Ainsi, est-ce une constante du spirituel de regarder avec nostalgie dans le passé ? Pour le Christianisme, il y a un point particulier. Nul ne peut, ni ne pourra jamais, surpasser le Christ. Il est le modèle absolu. Donc en ceci, il y a quelque chose dans le passé pour lequel Antoine a raison de hiérarchiser de la sorte. Mais ensuite, doit-on considérer un mouvement linéaire voir Saint Justin Martyr comme irrémédiablement supérieur à Saint Antoine, lui-même supérieur à Saint Grégoire Palamas, lui-même supérieur à Saint Séraphin de Sarov ? Dieu nous préserve de lire aussi sottement ce que dit ici le fondateur du monachisme chrétien. Si on peut le paraphraser il dit la chose suivante : « avant, les thérapeutes de l’Église étaient davantage vigilants sur un point de bon sens. Ils étaient leurs propres cobayes et lorsqu’ils étaient parvenus à se guérir eux-même, ils commençaient ensuite à guérir les autres. Nous devons êtres attentifs aujourd’hui (dit Antoine, donc son aujourd’hui à lui) à ne pas oublier cette phase préliminaire d’auto-guérison. Le Seigneur nous avait d’ailleurs donné cet avertissement éternel dans son évangile : un docteur doit pouvoir se guérir lui-même. »

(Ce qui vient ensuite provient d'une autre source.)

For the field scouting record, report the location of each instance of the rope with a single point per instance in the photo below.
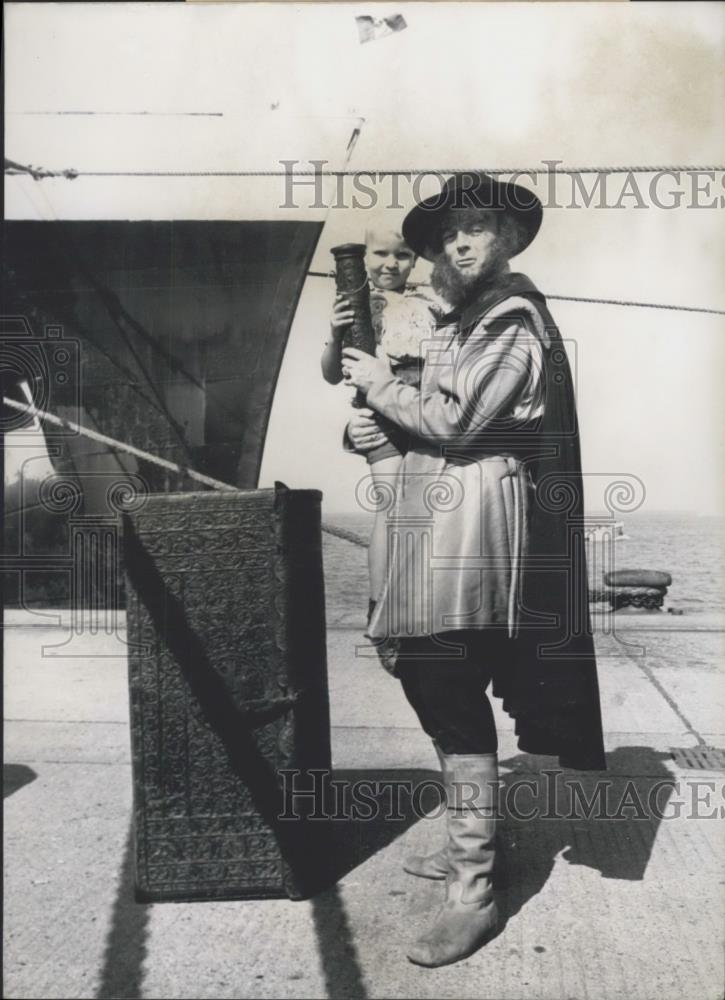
(215, 484)
(69, 425)
(576, 298)
(40, 173)
(638, 305)
(348, 536)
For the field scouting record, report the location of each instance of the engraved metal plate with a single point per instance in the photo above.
(225, 592)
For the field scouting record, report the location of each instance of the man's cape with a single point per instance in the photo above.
(550, 685)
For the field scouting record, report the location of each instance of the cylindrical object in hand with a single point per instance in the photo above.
(351, 279)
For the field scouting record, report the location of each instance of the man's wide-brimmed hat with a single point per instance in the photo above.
(472, 190)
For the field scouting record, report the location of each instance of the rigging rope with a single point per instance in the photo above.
(578, 298)
(40, 173)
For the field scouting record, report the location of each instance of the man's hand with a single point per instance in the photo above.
(361, 369)
(364, 431)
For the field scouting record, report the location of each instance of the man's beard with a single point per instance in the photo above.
(457, 287)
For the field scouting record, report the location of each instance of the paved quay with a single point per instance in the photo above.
(628, 907)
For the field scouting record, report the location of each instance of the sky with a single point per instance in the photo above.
(464, 86)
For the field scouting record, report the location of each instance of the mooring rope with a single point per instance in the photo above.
(164, 463)
(71, 173)
(578, 298)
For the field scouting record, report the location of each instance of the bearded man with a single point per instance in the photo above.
(486, 580)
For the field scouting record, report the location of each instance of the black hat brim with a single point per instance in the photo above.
(422, 225)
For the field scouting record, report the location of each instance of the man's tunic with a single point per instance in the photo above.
(485, 529)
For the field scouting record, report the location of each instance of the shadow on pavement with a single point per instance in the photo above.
(382, 796)
(122, 974)
(15, 776)
(607, 820)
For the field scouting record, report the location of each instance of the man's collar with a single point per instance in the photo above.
(503, 285)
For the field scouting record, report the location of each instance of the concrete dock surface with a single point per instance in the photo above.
(623, 906)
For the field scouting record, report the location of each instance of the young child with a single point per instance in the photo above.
(401, 319)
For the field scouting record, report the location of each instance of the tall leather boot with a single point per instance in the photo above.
(429, 865)
(468, 916)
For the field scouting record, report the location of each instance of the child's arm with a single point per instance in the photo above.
(331, 361)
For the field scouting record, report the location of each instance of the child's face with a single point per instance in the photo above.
(388, 261)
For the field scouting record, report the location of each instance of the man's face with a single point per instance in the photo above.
(471, 243)
(388, 261)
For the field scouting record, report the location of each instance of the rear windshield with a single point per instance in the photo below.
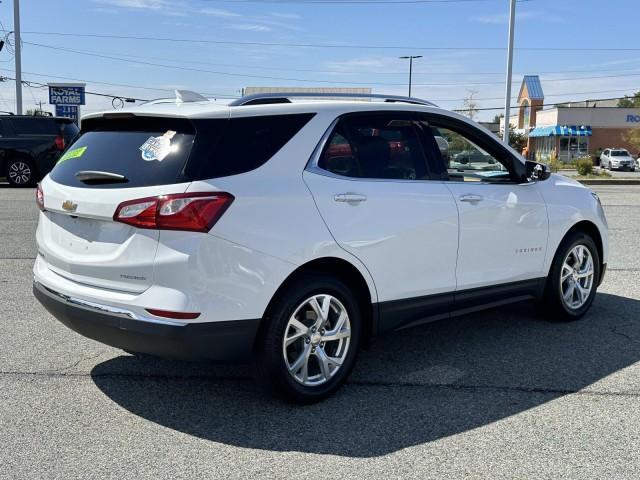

D’ailleurs, nous autres modernes, dans le monde profane, serions nous vraiment rassurés vis-à-vis d’un nutritionniste obèse, ou d’un dentiste aux dents abîmées ? L’enseignement spirituel le plus puissant de cette sentence est néanmoins cette propriété de la maladie à se retourner contre son thérapeute. En effet, dans le domaine purement médical, un chirurgien opérant une cataracte ne devient jamais lui-même atteint d’une cataracte. Cette notion de maladie se retournant est donc tout à fait déroutante. Mais dans la logique interne au Christianisme, c’est parfaitement logique. Deux postulats pour parvenir à cette conclusion. Premièrement, la maladie a toujours un rapport avec un péché. Combien de fois le Christ a guéri en mettant en garde sur le fait de commettre de nouveau de graves péchés. Deuxièmement, le Christ a pris sur Lui nos péchés. Donc, on peut transmettre un péché. On peut réparer un péché pour quelqu’un d’autre. Cela peut paraître étonnant, voire absurde, mais toute l’économie du salut est basée sur ce postulat. Si le Christ veut payer pour nos péchés, mais que nos péchés ne peuvent Lui être transmis, alors Son sacrifice est inutile. Donc le péché d’untel peut être pris par le Christ. Et Antoine le Grand nous enseigne ici que ceci fonctionne même dans les conséquences du péché, à savoir dans la maladie.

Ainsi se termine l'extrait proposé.